Auf Bundesebene ist Konrad Adenauer (CDU) prägende Gestalt der 1950er, zu deren Mitte bereits 80 Jahre alt. Im Dritten Reich kein Nazi, gelingt ihm nicht nur der Aufbau der Demokratie, sondern auch die Rückführung Deutschlands in die freie Welt: durch Wiedergutmachungsabkommen mit Israel sowie Beitritt in die damalige EWG und in die NATO.
„Heimkehr der 10 000“
1955 erreicht der Kanzler bei einem Besuch in Moskau die „Freilassung der 10 000“, der letzten überlebenden deutschen Kriegsgefangenen in Russland. „Heimkehrer jubelnd empfangen“, berichtet der „MM“ am 10. Oktober 1955. Für sie bedeutet es Freiheit nach mehr als zehn Jahren Haft in Sibirien, für das kollektive Bewusstsein der Deutschen damals ein unvergessliches emotionales Ereignis. Es gilt bis heute als die größte Leistung Adenauers. Das Volk dankt es dem alten Kanzler bei der Bundestagswahl zwei Jahre danach: „Die CDU/CSU hat die absolute Mehrheit“ titelt der „MM“ am 17. September 1957. Nie mehr schafft eine Partei auf Bundesebene ein solches Ergebnis.
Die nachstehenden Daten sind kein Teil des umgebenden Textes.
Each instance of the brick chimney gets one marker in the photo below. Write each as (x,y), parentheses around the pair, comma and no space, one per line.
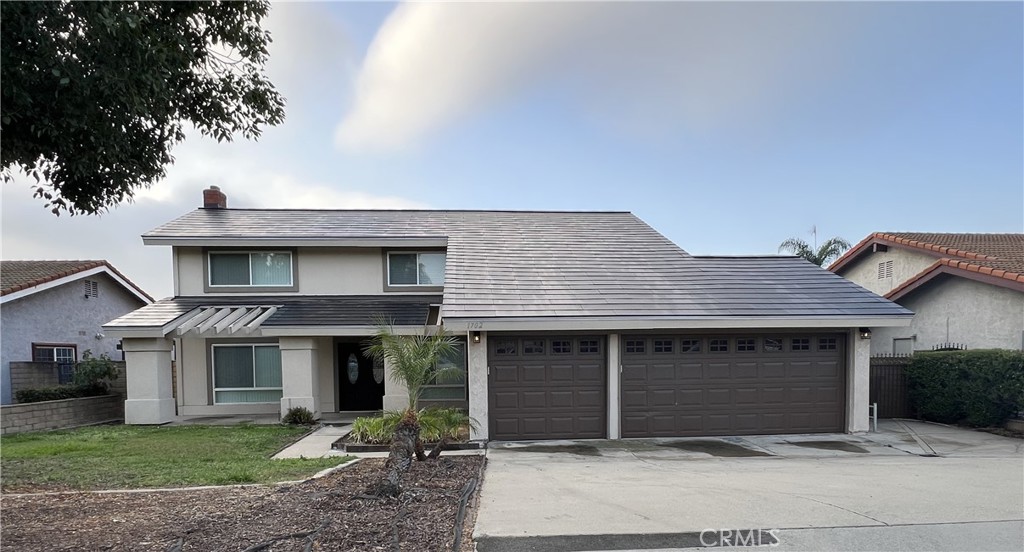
(213,198)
Das gesellschaftliche Klima jedoch bleibt in der Ära des bekennenden Katholiken bleiern, die Frau etwa auch rechtlich auf Heim und Herd beschränkt. Die „MM“-„Seite für die Frau“ vom 19. November 1959 offenbart diese Sicht in ihren Überschriften zu Themen wie „Das Oberhemd ist knitterfrei“. Das alles wird sich erst in den späten 1960er Jahren ändern - auch dies erneut dargestellt in der dann dritten Folge des Projektes „Epoche“ in knapp drei Monaten.